Saving storage costs by deleting intermediate files

Allie Cliffe

Running a complicated workflow can lead to a large number of large intermediate outputs that increase the storage costs of a project. As an example, a large-scale project recently discovered that as much as 85% of their storage cost was for intermediate files that were never accessed or used. To (potentially) capture significant savings when working in Terra, you can choose to delete intermediate files upon successful completion of the workflow.

Set up workflows to automatically clean up intermediate files

Follow the instructions below to automatically delete intermediate files when you run a workflow.

Note that this only applies to new workflow submissions.

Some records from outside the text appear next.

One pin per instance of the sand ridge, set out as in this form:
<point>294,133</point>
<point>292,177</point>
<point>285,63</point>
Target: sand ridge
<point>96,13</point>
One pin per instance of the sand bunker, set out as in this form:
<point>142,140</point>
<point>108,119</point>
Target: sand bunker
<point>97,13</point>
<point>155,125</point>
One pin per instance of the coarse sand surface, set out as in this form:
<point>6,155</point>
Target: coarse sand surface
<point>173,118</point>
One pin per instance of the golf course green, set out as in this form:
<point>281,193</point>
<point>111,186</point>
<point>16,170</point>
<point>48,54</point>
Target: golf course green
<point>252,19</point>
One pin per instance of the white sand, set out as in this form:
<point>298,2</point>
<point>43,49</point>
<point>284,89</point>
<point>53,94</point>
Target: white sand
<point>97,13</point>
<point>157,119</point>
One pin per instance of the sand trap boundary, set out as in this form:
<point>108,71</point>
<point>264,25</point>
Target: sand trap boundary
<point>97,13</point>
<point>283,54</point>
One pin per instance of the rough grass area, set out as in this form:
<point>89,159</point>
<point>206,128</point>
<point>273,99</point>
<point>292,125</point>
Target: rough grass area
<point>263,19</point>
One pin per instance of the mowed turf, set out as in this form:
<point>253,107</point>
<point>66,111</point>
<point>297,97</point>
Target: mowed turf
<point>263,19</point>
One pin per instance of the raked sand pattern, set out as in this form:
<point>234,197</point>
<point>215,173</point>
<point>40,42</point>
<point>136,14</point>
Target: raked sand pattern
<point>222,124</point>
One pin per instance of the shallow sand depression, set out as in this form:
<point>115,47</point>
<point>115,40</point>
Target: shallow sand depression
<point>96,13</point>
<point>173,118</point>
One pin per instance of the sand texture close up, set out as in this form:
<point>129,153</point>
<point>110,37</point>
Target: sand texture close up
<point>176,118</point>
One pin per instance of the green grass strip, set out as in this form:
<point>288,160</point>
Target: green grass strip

To clean up intermediate files from a previous submission, scroll down to How to manually delete intermediate files from prior workflows

Intermediate files are kept by default unless you select the Delete intermediate outputs option in the workflow configuration (see screenshot below).

delete-intermediate-outputs.png

This is because intermediate files are required to use call caching, which is selected by default. 

Intermediate files during unsuccessful workflowsIf a workflow fails to complete, the intermediate files are not deleted. This lets you use call caching to start the workflow again right before a failed step. 

Call-caching versus "delete intermediate files" option

A workflow run with delete intermediates option enabled can always READ from the call cache, but it will not WRITE its own results to the call cache. 

Say, for example, you previously ran workflow X with delete intermediates and now want to run it again with the same inputs and call caching turned on. The workflow won't use the existing call cached workflow, because the intermediate files don’t exist anymore (and cannot be call cached). When Cromwell deletes the intermediate files, it also invalidates those call-cache entries. 

When to delete intermediate files

  • When you're running a well-tested workflow
  • When you won't be running the same workflow on the same data for further analysis 

When to use call caching

  • Before running downstream analysis on the same data
  • When you're working in a different workspace and want to reproduce earlier results
  • When you are testing or troubleshooting a partially failed workflow, or are otherwise not sure if a workflow will complete. Call caching lets you start the workflow again at the beginning of the task that failed, rather than rerunning the entire workflow from the beginning. 

How to manually delete intermediate files from prior workflows

When you may need to manually delete intermediate files

  • If you don’t want to delete intermediate files until after you complete all your analysis.
  • If you want to retroactively delete intermediate files from a workflow you ran previously.

Option 1: Mop up notebook

You can manually delete intermediate files at your discretion with this notebook script in this workspace. Make sure you read the instructions carefully as we cannot recover any data that you accidentally delete using this tool.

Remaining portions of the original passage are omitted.